★★★☆☆

100 min | PG-13 | January 19, 2026 | Amazon MGM Studios

Minority Report meets Judge Dredd meets GenZ phone addiction. Interesting premise undermined by a telegraphed twist and too many cop movie tropes.

The concept here is genuinely clever. An AI judge system that gives defendants 90 minutes to prove their innocence, with a detective who championed the system now strapped to the chair himself. It’s the kind of high-concept sci-fi premise that writes itself. And for stretches, it works.

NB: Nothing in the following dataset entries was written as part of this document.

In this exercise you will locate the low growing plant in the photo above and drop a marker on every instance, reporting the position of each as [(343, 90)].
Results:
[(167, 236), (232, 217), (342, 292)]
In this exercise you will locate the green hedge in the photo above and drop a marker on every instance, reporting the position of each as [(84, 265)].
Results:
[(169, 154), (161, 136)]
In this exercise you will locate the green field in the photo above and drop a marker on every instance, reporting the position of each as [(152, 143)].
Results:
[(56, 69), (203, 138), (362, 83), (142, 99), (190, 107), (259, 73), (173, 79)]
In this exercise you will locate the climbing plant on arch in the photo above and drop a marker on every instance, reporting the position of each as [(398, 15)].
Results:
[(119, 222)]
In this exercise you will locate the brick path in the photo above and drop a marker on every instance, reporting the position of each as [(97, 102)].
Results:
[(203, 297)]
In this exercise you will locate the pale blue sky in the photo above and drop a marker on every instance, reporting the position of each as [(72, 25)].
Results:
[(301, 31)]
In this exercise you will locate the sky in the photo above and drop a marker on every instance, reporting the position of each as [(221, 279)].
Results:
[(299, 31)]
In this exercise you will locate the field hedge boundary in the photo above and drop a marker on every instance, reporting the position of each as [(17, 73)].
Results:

Rebecca Ferguson is the surprise standout. Her AI Judge Maddox could have been a nothing role. Instead she brings real presence to what amounts to a face on a screen. Chris Pratt delivers more range than expected given he’s basically chained to a chair for the runtime. The constrained setting forces actual performance work rather than quip delivery.

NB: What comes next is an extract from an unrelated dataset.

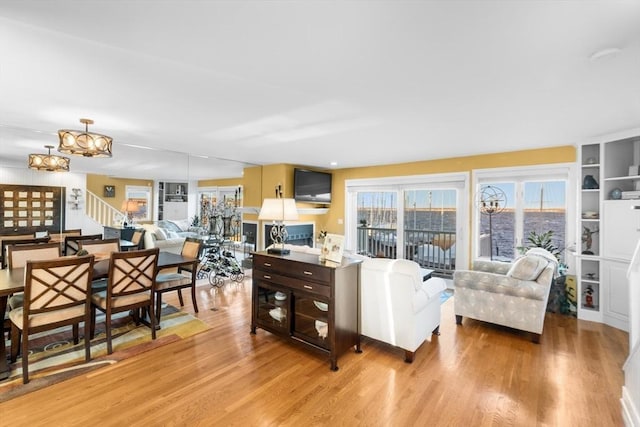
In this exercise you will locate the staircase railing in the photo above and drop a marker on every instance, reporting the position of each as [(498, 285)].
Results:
[(101, 211)]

The movie can’t decide if cops are heroes or villains. It fetishizes the badge in one scene, then condemns the whole system in the next. Jarring tonal whiplash that never resolves. And the third act twist is visible from orbit. Everything in acts one and two points directly at it. When it lands, you’re already past caring.

There’s a good movie in here trying to get out. The updated police procedural angle has legs. But they stuffed in every cop movie cliche they could find, and the drama gets overwrought. Trim the fat, cut the obvious twist, and this could have been something. Instead it’s solidly fine.